Published March 13, 2008
This year The Georgia Bulletin wanted to share the warmth and goodness of this wonderful tradition with its readers.
Rose Begley, who with her husband, Tom, leads a group planning the annual Mass, provides these recipes from a lifetime of bread baking that began when she was 7 years old. As the oldest girl in a family of 14, her mother began teaching her then how to bake bread, which was a part of everyday life on their farm in Carrickmacross, County Monaghan, Ireland.
“We would bake two or three loaves of bread every day. We didn’t buy bread,” Rose recalls.

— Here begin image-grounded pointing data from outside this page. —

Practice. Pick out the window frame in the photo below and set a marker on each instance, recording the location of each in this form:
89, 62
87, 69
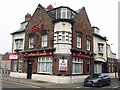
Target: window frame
19, 44
45, 61
88, 45
31, 42
77, 61
44, 40
79, 41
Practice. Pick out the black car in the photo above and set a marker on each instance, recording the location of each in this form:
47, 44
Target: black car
97, 79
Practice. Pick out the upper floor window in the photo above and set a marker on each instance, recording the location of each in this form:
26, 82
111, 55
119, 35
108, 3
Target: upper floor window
62, 37
44, 41
31, 42
88, 44
64, 13
78, 41
19, 44
100, 48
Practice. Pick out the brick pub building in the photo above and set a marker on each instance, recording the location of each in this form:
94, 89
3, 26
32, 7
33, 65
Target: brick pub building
58, 42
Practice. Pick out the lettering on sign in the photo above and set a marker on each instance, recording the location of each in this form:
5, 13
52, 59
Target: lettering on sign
62, 64
38, 54
13, 56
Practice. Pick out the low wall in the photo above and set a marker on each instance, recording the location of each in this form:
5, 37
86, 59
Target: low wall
55, 79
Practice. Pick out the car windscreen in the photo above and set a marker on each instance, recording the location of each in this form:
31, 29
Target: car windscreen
95, 75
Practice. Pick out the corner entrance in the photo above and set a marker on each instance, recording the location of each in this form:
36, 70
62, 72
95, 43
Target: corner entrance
29, 69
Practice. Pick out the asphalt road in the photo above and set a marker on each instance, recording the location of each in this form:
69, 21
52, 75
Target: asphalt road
8, 84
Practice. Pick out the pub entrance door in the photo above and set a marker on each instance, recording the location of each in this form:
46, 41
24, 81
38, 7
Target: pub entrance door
29, 69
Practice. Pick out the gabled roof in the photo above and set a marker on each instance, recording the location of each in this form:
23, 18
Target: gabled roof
99, 36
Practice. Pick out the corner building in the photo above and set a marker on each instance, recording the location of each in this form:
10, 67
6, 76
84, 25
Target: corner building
59, 42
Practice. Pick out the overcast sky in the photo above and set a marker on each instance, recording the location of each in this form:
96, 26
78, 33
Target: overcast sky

Her scones and breads are a treasured part of the heritage she received from her parents and her native land, which she shares generously with all who celebrate St. Patrick’s Day.

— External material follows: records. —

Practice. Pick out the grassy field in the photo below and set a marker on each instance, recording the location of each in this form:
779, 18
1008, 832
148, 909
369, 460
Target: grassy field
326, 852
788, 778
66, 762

Old-Fashioned Irish Soda Bread
4 cups flour
1½ teaspoons of baking powder
½ teaspoon of baking soda
½ cup of sugar
2 teaspoons of salt
6 tablespoons of shortening
2 cups of buttermilk (or half buttermilk and half sour cream)
1 cup of raisins
2 tablespoons of caraway seeds (optional)
Mix all in the order given.
Bake in a buttered cast iron frying pan in a moderate oven at 350 degrees for 1 hour.

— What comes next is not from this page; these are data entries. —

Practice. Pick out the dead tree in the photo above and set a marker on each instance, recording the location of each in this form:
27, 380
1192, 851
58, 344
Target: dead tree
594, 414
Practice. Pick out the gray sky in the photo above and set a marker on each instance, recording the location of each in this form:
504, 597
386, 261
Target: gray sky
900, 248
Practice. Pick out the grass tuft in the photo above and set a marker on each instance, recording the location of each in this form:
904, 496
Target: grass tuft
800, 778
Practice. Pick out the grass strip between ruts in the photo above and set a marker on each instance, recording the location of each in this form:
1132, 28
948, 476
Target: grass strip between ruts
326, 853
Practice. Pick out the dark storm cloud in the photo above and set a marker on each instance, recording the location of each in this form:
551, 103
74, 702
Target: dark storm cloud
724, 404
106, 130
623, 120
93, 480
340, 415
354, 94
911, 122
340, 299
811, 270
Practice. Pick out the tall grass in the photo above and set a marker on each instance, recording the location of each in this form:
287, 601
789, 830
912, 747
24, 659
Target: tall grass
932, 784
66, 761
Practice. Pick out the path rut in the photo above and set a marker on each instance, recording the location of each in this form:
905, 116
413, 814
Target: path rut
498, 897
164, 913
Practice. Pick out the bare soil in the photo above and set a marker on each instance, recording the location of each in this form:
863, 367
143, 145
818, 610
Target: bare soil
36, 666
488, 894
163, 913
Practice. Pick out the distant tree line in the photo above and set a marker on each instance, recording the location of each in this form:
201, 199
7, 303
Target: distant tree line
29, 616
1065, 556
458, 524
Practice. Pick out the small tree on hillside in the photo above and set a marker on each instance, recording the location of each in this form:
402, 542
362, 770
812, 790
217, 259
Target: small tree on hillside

Cool on the counter for about 20-30 minutes.
To serve later, wrap bread in a moistened towel and refrigerate.
To serve, cut in pieces as if cutting a pie.
(Bread can also be made ahead and frozen. When still warm, wrap the bread in waxed paper and then aluminum foil and freeze. Defrost at room temperature.)
Follow the recipe above, but increase the amount of flour by ½ cup and add more raisins.
Preheat the oven to 400 degrees.
Knead the dough until the consistency is like that for biscuits.
Drop the dough in about tablespoon-size dollops about 2 inches apart on a greased cookie sheet.
Cook for about 20 minutes.
Serve warm with butter and jam or creamed cheese and enjoy.